GHC 9.2.4 gives a multiple declaration error for the following code:

data X = A | B | C
data Y = A | B | C

There are so many new extensions in GHC nowadays. Is there one that allows me to do the above (since it is semantically appropriate for my problem domain) or is the common solution still to prefix, like data X = XA | XB | XC ?

CodePudding user response:

You should prefix them, or put them in separate modules. And probably you should also use them this explicitly qualified way.

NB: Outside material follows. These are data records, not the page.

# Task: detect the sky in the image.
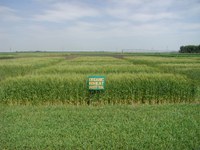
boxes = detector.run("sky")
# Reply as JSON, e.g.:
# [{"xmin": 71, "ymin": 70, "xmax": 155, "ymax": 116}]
[{"xmin": 0, "ymin": 0, "xmax": 200, "ymax": 52}]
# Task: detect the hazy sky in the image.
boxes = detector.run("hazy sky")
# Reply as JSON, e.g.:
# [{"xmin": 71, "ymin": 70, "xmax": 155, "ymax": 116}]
[{"xmin": 0, "ymin": 0, "xmax": 200, "ymax": 51}]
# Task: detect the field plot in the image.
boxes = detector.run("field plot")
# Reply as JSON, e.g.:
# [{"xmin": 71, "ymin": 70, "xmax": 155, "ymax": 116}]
[
  {"xmin": 0, "ymin": 104, "xmax": 200, "ymax": 150},
  {"xmin": 0, "ymin": 54, "xmax": 200, "ymax": 105}
]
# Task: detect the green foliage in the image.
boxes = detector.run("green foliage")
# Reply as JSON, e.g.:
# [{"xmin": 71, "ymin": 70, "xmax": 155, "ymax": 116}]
[
  {"xmin": 0, "ymin": 104, "xmax": 200, "ymax": 150},
  {"xmin": 1, "ymin": 73, "xmax": 196, "ymax": 104},
  {"xmin": 0, "ymin": 54, "xmax": 200, "ymax": 104}
]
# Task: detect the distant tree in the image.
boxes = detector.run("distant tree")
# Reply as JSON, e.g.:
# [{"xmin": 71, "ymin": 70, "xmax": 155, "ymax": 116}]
[{"xmin": 179, "ymin": 45, "xmax": 200, "ymax": 53}]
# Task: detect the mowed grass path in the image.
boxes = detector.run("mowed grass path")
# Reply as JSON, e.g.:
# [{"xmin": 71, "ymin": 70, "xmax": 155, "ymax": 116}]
[{"xmin": 0, "ymin": 104, "xmax": 200, "ymax": 150}]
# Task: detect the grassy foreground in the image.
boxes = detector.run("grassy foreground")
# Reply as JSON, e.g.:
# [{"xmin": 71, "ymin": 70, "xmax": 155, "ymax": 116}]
[{"xmin": 0, "ymin": 104, "xmax": 200, "ymax": 150}]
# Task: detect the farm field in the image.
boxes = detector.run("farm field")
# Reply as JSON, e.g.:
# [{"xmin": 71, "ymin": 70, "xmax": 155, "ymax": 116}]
[
  {"xmin": 0, "ymin": 52, "xmax": 200, "ymax": 149},
  {"xmin": 0, "ymin": 104, "xmax": 200, "ymax": 150},
  {"xmin": 0, "ymin": 53, "xmax": 200, "ymax": 105}
]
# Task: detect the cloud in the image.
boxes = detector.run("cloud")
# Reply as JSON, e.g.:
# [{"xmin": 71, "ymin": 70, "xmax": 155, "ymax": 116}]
[
  {"xmin": 34, "ymin": 3, "xmax": 99, "ymax": 22},
  {"xmin": 0, "ymin": 5, "xmax": 22, "ymax": 21}
]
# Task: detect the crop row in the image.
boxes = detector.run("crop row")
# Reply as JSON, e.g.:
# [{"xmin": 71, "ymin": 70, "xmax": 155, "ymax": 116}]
[{"xmin": 0, "ymin": 73, "xmax": 196, "ymax": 104}]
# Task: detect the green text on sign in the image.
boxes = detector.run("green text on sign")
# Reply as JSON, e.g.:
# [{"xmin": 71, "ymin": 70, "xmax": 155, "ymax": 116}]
[{"xmin": 88, "ymin": 76, "xmax": 105, "ymax": 90}]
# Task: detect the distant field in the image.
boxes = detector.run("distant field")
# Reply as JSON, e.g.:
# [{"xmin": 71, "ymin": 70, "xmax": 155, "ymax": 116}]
[
  {"xmin": 0, "ymin": 52, "xmax": 200, "ymax": 105},
  {"xmin": 0, "ymin": 104, "xmax": 200, "ymax": 150},
  {"xmin": 0, "ymin": 52, "xmax": 200, "ymax": 150}
]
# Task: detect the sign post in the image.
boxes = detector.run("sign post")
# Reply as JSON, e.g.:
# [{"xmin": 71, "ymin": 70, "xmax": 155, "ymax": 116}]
[
  {"xmin": 88, "ymin": 76, "xmax": 105, "ymax": 91},
  {"xmin": 87, "ymin": 76, "xmax": 106, "ymax": 104}
]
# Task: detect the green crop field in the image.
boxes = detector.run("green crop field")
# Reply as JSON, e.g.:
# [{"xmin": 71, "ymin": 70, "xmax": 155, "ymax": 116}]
[
  {"xmin": 0, "ymin": 53, "xmax": 200, "ymax": 105},
  {"xmin": 0, "ymin": 52, "xmax": 200, "ymax": 150}
]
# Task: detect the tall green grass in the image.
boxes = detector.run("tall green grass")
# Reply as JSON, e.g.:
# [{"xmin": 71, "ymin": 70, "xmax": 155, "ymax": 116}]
[{"xmin": 0, "ymin": 73, "xmax": 196, "ymax": 104}]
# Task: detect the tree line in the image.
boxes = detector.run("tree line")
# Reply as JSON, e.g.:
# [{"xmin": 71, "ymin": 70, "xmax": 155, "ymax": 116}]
[{"xmin": 179, "ymin": 45, "xmax": 200, "ymax": 53}]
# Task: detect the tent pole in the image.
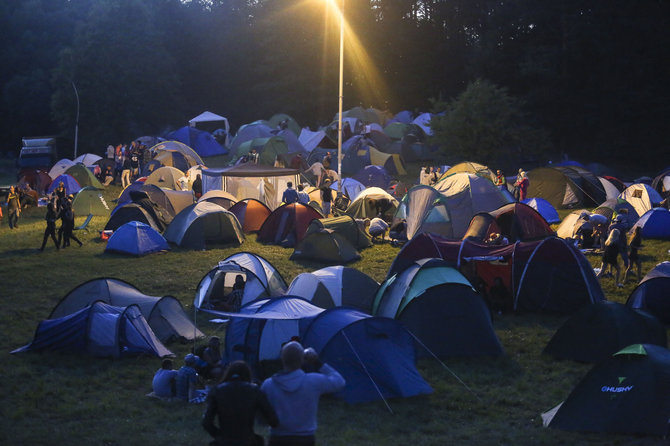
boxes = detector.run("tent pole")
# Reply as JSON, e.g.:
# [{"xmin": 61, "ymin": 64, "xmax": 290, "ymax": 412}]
[
  {"xmin": 342, "ymin": 330, "xmax": 393, "ymax": 414},
  {"xmin": 407, "ymin": 330, "xmax": 482, "ymax": 401}
]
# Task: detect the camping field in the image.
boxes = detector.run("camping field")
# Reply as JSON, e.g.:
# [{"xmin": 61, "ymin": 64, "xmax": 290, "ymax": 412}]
[{"xmin": 0, "ymin": 172, "xmax": 670, "ymax": 446}]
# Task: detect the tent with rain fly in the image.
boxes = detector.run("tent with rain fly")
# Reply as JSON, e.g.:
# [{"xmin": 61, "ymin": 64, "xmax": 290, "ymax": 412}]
[
  {"xmin": 387, "ymin": 233, "xmax": 605, "ymax": 314},
  {"xmin": 72, "ymin": 186, "xmax": 111, "ymax": 216},
  {"xmin": 286, "ymin": 265, "xmax": 379, "ymax": 314},
  {"xmin": 257, "ymin": 203, "xmax": 322, "ymax": 247},
  {"xmin": 167, "ymin": 126, "xmax": 228, "ymax": 157},
  {"xmin": 164, "ymin": 201, "xmax": 244, "ymax": 250},
  {"xmin": 202, "ymin": 163, "xmax": 300, "ymax": 209},
  {"xmin": 289, "ymin": 229, "xmax": 361, "ymax": 265},
  {"xmin": 302, "ymin": 307, "xmax": 432, "ymax": 403},
  {"xmin": 49, "ymin": 277, "xmax": 204, "ymax": 342},
  {"xmin": 542, "ymin": 344, "xmax": 670, "ymax": 437},
  {"xmin": 193, "ymin": 252, "xmax": 287, "ymax": 312},
  {"xmin": 372, "ymin": 258, "xmax": 503, "ymax": 357},
  {"xmin": 12, "ymin": 302, "xmax": 174, "ymax": 358},
  {"xmin": 633, "ymin": 208, "xmax": 670, "ymax": 240},
  {"xmin": 619, "ymin": 183, "xmax": 663, "ymax": 216},
  {"xmin": 228, "ymin": 199, "xmax": 272, "ymax": 234},
  {"xmin": 543, "ymin": 301, "xmax": 668, "ymax": 362},
  {"xmin": 105, "ymin": 221, "xmax": 170, "ymax": 257},
  {"xmin": 435, "ymin": 173, "xmax": 510, "ymax": 238},
  {"xmin": 626, "ymin": 261, "xmax": 670, "ymax": 325},
  {"xmin": 522, "ymin": 197, "xmax": 561, "ymax": 225}
]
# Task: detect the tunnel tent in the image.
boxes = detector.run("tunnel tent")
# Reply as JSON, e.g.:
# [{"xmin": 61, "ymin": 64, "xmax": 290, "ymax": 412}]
[
  {"xmin": 49, "ymin": 277, "xmax": 204, "ymax": 342},
  {"xmin": 12, "ymin": 301, "xmax": 174, "ymax": 358},
  {"xmin": 286, "ymin": 265, "xmax": 379, "ymax": 314}
]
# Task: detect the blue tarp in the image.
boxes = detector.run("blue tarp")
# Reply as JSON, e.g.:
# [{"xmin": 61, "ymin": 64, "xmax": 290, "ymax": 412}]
[
  {"xmin": 105, "ymin": 221, "xmax": 170, "ymax": 256},
  {"xmin": 167, "ymin": 126, "xmax": 228, "ymax": 156}
]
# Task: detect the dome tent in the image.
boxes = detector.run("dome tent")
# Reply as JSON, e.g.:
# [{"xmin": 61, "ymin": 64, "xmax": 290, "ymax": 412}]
[
  {"xmin": 12, "ymin": 301, "xmax": 174, "ymax": 358},
  {"xmin": 49, "ymin": 277, "xmax": 204, "ymax": 341}
]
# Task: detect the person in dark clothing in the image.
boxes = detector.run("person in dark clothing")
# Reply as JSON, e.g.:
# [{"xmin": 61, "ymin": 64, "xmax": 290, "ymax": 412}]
[
  {"xmin": 40, "ymin": 201, "xmax": 59, "ymax": 251},
  {"xmin": 202, "ymin": 361, "xmax": 279, "ymax": 446}
]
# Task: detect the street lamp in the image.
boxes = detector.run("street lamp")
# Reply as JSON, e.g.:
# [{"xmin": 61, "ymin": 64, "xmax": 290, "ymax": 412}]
[{"xmin": 72, "ymin": 81, "xmax": 79, "ymax": 158}]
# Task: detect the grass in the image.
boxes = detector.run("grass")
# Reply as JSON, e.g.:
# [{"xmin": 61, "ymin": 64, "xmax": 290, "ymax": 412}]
[{"xmin": 0, "ymin": 172, "xmax": 670, "ymax": 446}]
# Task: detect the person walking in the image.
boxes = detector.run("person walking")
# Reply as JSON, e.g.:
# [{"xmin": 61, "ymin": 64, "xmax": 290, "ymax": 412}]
[{"xmin": 261, "ymin": 341, "xmax": 345, "ymax": 446}]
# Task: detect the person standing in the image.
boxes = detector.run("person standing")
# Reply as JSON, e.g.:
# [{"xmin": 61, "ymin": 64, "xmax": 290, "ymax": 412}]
[
  {"xmin": 40, "ymin": 201, "xmax": 59, "ymax": 251},
  {"xmin": 261, "ymin": 341, "xmax": 345, "ymax": 446},
  {"xmin": 202, "ymin": 361, "xmax": 279, "ymax": 446},
  {"xmin": 7, "ymin": 186, "xmax": 21, "ymax": 229},
  {"xmin": 320, "ymin": 178, "xmax": 333, "ymax": 217}
]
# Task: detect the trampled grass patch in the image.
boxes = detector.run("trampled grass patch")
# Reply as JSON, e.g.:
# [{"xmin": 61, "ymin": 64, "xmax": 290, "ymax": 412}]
[{"xmin": 0, "ymin": 182, "xmax": 670, "ymax": 446}]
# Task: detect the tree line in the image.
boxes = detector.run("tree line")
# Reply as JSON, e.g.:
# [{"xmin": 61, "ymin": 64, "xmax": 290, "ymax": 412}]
[{"xmin": 0, "ymin": 0, "xmax": 670, "ymax": 171}]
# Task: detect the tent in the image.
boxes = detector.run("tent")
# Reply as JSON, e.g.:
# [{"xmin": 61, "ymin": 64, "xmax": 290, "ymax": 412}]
[
  {"xmin": 633, "ymin": 208, "xmax": 670, "ymax": 240},
  {"xmin": 72, "ymin": 186, "xmax": 111, "ymax": 216},
  {"xmin": 435, "ymin": 173, "xmax": 510, "ymax": 238},
  {"xmin": 289, "ymin": 229, "xmax": 361, "ymax": 265},
  {"xmin": 105, "ymin": 221, "xmax": 170, "ymax": 256},
  {"xmin": 372, "ymin": 258, "xmax": 503, "ymax": 357},
  {"xmin": 72, "ymin": 153, "xmax": 102, "ymax": 167},
  {"xmin": 193, "ymin": 252, "xmax": 287, "ymax": 312},
  {"xmin": 202, "ymin": 163, "xmax": 300, "ymax": 209},
  {"xmin": 257, "ymin": 203, "xmax": 322, "ymax": 247},
  {"xmin": 228, "ymin": 199, "xmax": 272, "ymax": 234},
  {"xmin": 387, "ymin": 233, "xmax": 605, "ymax": 314},
  {"xmin": 302, "ymin": 307, "xmax": 432, "ymax": 403},
  {"xmin": 391, "ymin": 185, "xmax": 453, "ymax": 240},
  {"xmin": 305, "ymin": 215, "xmax": 372, "ymax": 249},
  {"xmin": 12, "ymin": 302, "xmax": 174, "ymax": 358},
  {"xmin": 49, "ymin": 277, "xmax": 204, "ymax": 342},
  {"xmin": 346, "ymin": 187, "xmax": 398, "ymax": 221},
  {"xmin": 144, "ymin": 166, "xmax": 184, "ymax": 190},
  {"xmin": 352, "ymin": 166, "xmax": 391, "ymax": 190},
  {"xmin": 49, "ymin": 158, "xmax": 76, "ymax": 179},
  {"xmin": 65, "ymin": 164, "xmax": 103, "ymax": 189},
  {"xmin": 167, "ymin": 126, "xmax": 228, "ymax": 157},
  {"xmin": 164, "ymin": 201, "xmax": 244, "ymax": 250},
  {"xmin": 522, "ymin": 197, "xmax": 561, "ymax": 225},
  {"xmin": 626, "ymin": 261, "xmax": 670, "ymax": 324},
  {"xmin": 286, "ymin": 265, "xmax": 379, "ymax": 314},
  {"xmin": 47, "ymin": 173, "xmax": 81, "ymax": 195},
  {"xmin": 542, "ymin": 344, "xmax": 670, "ymax": 437},
  {"xmin": 543, "ymin": 301, "xmax": 668, "ymax": 362},
  {"xmin": 198, "ymin": 189, "xmax": 239, "ymax": 212}
]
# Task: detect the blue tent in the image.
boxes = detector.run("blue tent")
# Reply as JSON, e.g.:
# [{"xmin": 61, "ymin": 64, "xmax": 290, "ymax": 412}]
[
  {"xmin": 12, "ymin": 301, "xmax": 173, "ymax": 358},
  {"xmin": 302, "ymin": 307, "xmax": 433, "ymax": 403},
  {"xmin": 105, "ymin": 221, "xmax": 170, "ymax": 256},
  {"xmin": 167, "ymin": 126, "xmax": 228, "ymax": 156},
  {"xmin": 522, "ymin": 198, "xmax": 561, "ymax": 225},
  {"xmin": 634, "ymin": 208, "xmax": 670, "ymax": 239},
  {"xmin": 47, "ymin": 173, "xmax": 81, "ymax": 195}
]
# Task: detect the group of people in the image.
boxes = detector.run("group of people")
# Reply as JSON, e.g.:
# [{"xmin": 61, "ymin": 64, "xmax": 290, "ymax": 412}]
[{"xmin": 152, "ymin": 336, "xmax": 345, "ymax": 446}]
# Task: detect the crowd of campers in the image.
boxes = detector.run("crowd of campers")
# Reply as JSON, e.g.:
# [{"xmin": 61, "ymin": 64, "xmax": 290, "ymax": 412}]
[{"xmin": 5, "ymin": 107, "xmax": 670, "ymax": 445}]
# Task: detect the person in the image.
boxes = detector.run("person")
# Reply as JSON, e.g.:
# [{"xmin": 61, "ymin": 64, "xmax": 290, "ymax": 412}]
[
  {"xmin": 298, "ymin": 184, "xmax": 309, "ymax": 204},
  {"xmin": 40, "ymin": 201, "xmax": 59, "ymax": 251},
  {"xmin": 200, "ymin": 336, "xmax": 226, "ymax": 381},
  {"xmin": 191, "ymin": 174, "xmax": 202, "ymax": 200},
  {"xmin": 281, "ymin": 181, "xmax": 298, "ymax": 204},
  {"xmin": 368, "ymin": 217, "xmax": 389, "ymax": 241},
  {"xmin": 493, "ymin": 169, "xmax": 507, "ymax": 190},
  {"xmin": 175, "ymin": 353, "xmax": 200, "ymax": 401},
  {"xmin": 261, "ymin": 341, "xmax": 346, "ymax": 446},
  {"xmin": 7, "ymin": 186, "xmax": 21, "ymax": 229},
  {"xmin": 202, "ymin": 361, "xmax": 279, "ymax": 446},
  {"xmin": 597, "ymin": 228, "xmax": 624, "ymax": 288},
  {"xmin": 320, "ymin": 178, "xmax": 333, "ymax": 217},
  {"xmin": 151, "ymin": 359, "xmax": 177, "ymax": 398},
  {"xmin": 623, "ymin": 226, "xmax": 642, "ymax": 283}
]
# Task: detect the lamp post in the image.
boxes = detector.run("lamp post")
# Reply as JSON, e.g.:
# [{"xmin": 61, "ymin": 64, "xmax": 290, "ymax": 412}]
[{"xmin": 72, "ymin": 81, "xmax": 79, "ymax": 158}]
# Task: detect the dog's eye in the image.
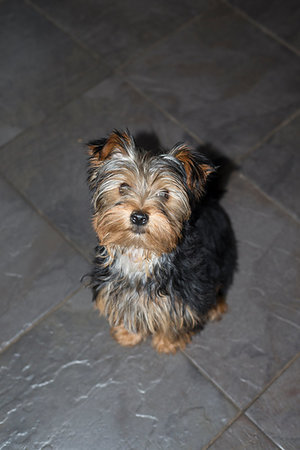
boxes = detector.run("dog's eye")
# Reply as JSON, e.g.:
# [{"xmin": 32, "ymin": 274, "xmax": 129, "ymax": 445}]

However if you insist, you can fake constructors that are polymorphic to work for both cases, by using a type class and constructing patterns synonyms over it. In this case, the easiest way is to use the fact that both of these are suitable to X:

{-# LANGUAGE PatternSynonyms #-}
{-# LANGUAGE ViewPatterns #-}

class HasABCConstructors w where
  fromX :: X -> w
  toX :: w -> X

instance HasABCConstructors X where
  fromX = id
  toX = id

instance HasABCConstructors Y where
  fromX XA = YA
  fromX XB = YB
  fromX XC = YC
  toX YA = XA
  toX YB = XB
  toX YC = XC

pattern A :: HasABCConstructors w => w
pattern A <- (toX -> XA)
 where A = fromX XA
ghci> A :: X
XA
ghci> A :: Y
YA

CodePudding user response:

Even without any extensions, you can declare the two types in different modules. You say in a comment "I wish these things can be namespaced"; the module system is namespaces.

module X where

data X = A | B | C
module Y where

data Y = A | B | C
module OnlyUsesX where

import X

foo :: Char -> Maybe X
foo 'a' = Just A
foo 'b' = Just B
foo 'c' = Just C
foo _ = Nothing
module UsesBoth where

import X (X)             -- import only the type name unqualified, since
                         -- it's unambiguous
import qualified X as X  -- also import the entire module qualified, for
                         -- the ambiguous stuff

import Y (Y)
import qualified Y as Y -- the "as Y" is pointless here, but normally the
                        -- full module name is longer; if you use the type
                        -- name as the module alias, then it looks like you
                        -- have a namespace associated with the type, much
                        -- like OO code

foo :: X -> Y -> String
foo X.A Y.A = "both A"
foo X.B Y.B = "both B"
foo _ _ = "I can't be bothered enumerating the rest of the possibilities"

If you put your types in small modules dedicated to just that one type, then in other modules where you use multiple types you can refer to the types as simply X or Y, and constructors/fields of the type as X.whatever or Y.whatever.

This lets you use short prefixless names in the constructor/field names themselves (which avoids the prefixes infecting derived read/show/json/etc instances, if you care about that). Where there isn't any usage of conflicting names you have the option of importing unqualified and dropping the prefixes, which you wouldn't have if the prefix was baked into the actual constructor/field names. And it also avoids any ambiguous inference problems that a hypothetical version of GHC would necessarily have if it allowed duplicate constructor/pattern names in the same namespace and tried to use types to resolve which is which; if you ever use conflicting imported names in the same namespace the compiler will tell you and you can just use the module prefix to resolve it for the benefit of both the compiler and any human readers.